All-In-One Music Structure Analyzer
Project description
All-In-One Music Structure Analyzer
A Python package for music structure analysis predicting:
- Tempo (BPM)
- Beats
- Downbeats
- Functional segment boundaries
- Functional segment labels (e.g., intro, verse, chorus, bridge, outro)
Table of Contents
Installation
1. Install PyTorch
Visit PyTorch and install the appropriate version for your system.

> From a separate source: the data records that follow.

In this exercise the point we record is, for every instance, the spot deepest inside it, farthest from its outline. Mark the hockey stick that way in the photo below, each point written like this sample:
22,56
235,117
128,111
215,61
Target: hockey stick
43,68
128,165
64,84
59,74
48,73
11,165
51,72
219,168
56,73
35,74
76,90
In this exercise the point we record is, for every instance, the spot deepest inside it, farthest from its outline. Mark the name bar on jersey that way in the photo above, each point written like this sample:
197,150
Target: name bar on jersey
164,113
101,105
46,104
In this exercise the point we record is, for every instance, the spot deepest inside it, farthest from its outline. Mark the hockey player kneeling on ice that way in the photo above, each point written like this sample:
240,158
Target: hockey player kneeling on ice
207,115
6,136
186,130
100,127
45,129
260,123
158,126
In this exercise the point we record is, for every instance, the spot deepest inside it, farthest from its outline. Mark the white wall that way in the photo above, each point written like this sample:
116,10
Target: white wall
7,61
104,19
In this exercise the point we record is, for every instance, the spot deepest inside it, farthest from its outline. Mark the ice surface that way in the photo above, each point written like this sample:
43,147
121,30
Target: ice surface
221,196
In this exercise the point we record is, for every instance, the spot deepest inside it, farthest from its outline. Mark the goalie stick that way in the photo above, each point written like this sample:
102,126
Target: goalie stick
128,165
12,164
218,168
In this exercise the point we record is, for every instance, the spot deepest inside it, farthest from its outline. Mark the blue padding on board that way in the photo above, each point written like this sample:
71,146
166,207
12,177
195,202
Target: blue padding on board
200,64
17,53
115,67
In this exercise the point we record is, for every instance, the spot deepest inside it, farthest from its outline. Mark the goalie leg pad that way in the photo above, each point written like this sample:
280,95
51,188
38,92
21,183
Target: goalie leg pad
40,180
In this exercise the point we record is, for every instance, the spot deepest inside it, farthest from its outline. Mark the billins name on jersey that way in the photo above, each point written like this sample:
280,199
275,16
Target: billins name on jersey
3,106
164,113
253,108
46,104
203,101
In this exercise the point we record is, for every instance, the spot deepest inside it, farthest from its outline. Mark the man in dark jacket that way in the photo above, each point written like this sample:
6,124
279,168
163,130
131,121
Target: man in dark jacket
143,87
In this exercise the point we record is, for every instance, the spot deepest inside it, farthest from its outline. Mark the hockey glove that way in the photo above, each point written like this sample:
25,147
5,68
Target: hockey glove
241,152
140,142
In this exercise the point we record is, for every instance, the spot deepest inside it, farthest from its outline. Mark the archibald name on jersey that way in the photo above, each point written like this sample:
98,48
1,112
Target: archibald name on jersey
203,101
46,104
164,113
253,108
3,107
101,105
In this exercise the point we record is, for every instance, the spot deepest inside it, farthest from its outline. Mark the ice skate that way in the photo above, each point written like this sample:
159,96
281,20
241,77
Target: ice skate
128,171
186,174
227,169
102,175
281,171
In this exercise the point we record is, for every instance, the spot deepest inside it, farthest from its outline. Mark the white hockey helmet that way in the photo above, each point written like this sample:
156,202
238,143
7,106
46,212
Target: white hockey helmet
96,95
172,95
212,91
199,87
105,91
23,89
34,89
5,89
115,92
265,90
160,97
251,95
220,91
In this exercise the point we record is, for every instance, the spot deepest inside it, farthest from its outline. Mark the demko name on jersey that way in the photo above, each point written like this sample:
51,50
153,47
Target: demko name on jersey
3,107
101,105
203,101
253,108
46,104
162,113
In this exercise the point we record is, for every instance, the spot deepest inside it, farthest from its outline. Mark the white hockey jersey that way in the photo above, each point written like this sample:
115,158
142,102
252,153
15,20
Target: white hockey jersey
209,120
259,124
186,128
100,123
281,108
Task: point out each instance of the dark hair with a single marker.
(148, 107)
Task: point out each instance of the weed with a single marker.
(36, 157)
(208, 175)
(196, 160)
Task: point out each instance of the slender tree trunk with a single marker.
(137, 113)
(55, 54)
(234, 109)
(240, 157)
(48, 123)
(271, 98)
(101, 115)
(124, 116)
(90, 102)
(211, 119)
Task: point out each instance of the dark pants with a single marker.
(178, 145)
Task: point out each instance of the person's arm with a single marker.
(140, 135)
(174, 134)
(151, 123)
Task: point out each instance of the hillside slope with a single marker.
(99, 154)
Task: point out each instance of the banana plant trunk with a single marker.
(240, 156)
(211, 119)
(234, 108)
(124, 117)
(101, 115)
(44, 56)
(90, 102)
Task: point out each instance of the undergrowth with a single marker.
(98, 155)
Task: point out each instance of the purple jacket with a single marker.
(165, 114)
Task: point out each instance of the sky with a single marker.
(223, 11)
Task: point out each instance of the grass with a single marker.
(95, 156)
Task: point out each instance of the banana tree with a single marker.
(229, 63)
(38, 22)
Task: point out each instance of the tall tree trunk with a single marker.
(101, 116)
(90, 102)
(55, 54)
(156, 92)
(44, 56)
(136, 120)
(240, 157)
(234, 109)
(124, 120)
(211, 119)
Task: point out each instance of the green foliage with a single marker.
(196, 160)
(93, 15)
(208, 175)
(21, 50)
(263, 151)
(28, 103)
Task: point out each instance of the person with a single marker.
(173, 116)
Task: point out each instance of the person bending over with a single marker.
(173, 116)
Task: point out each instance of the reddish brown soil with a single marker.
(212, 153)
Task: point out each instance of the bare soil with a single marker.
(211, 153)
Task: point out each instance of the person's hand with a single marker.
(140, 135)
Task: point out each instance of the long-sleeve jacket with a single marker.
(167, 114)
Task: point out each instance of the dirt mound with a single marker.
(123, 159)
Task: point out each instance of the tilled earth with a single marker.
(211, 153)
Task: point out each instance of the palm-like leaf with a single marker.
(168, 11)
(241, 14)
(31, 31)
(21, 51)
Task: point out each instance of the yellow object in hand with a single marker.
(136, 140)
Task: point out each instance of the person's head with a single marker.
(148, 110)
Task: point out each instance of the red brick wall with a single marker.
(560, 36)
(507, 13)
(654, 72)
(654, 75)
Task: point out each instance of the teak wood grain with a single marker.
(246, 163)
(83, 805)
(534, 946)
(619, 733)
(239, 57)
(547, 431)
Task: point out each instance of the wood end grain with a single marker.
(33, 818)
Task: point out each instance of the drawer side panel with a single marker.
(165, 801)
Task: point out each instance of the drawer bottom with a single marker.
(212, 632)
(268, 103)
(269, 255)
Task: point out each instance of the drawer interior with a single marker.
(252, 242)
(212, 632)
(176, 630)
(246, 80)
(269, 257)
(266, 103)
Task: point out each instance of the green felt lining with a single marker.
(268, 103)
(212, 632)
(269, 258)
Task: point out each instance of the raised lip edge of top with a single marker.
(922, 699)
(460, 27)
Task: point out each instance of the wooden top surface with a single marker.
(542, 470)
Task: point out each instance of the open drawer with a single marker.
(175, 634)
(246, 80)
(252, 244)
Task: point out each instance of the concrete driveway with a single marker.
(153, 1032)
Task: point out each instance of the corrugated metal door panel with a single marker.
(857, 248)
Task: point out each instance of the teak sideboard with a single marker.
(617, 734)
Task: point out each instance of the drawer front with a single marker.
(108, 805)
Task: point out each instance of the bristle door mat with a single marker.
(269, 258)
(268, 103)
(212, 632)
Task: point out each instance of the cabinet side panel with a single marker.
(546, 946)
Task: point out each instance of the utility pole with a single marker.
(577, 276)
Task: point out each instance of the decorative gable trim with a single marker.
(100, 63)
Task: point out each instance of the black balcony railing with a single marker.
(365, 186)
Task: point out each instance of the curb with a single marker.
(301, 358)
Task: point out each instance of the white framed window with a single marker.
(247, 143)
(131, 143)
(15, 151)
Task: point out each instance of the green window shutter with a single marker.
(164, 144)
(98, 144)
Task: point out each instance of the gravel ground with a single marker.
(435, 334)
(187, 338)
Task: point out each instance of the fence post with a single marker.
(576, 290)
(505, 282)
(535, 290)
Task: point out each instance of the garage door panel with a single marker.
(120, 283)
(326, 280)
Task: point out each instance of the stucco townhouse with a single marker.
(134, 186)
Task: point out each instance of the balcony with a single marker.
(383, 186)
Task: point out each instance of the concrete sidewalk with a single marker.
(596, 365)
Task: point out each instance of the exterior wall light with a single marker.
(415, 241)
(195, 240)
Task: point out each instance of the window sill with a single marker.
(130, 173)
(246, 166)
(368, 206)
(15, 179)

2. Install NATTEN (For Linux and Windows only, not required for macOS)
Linux
Visit NATTEN website and download the appropriate version for your system.
macOS
No need to install NATTEN, it will be installed automatically when installing allin1
.
Windows
Build NATTEN from source:
pip install ninja # Recommended, not required
git clone https://github.com/SHI-Labs/NATTEN
cd NATTEN
make
3. Install the package
pip install git+https://github.com/CPJKU/madmom # install the latest madmom directly from GitHub
pip install allin1 # install this package
4. (Optional) Install FFmpeg for MP3 support
For ubuntu:
sudo apt install ffmpeg
For macOS:
brew install ffmpeg
Usage
CLI
allin1 your_audio_file1.wav your_audio_file2.mp3
The result will be saved in `./structures:
./structures
└── your_audio_file1.json
└── your_audio_file2.json
And a JSON analysis result has:
{
"beats": [ 0.33, 0.75, 1.14, ... ],
"downbeats": [ 0.33, 1.94, 3.53, ... ],
"beat_positions": [ 1, 2, 3, 4, 1, 2, 3, 4, 1, ... ],
"segments": [
{
"start": 0.0,
"end": 0.33,
"label": "start"
},
{
"start": 0.33,
"end": 13.13,
"label": "intro"
},
{
"start": 13.13,
"end": 37.53,
"label": "chorus"
},
{
"start": 37.53,
"end": 51.53,
"label": "verse"
},
...
]
}
Available options:
$ allin1 --help
usage: allin1 [-h] [-a] [-e] [-o OUT_DIR] [-m MODEL] [-d DEVICE] [-k] [--demix-dir DEMIX_DIR] [--spec-dir SPEC_DIR] paths [paths ...]
positional arguments:
paths Path to tracks
options:
-h, --help show this help message and exit
-a, --activ Save frame-level raw activations from sigmoid and softmax (default: False)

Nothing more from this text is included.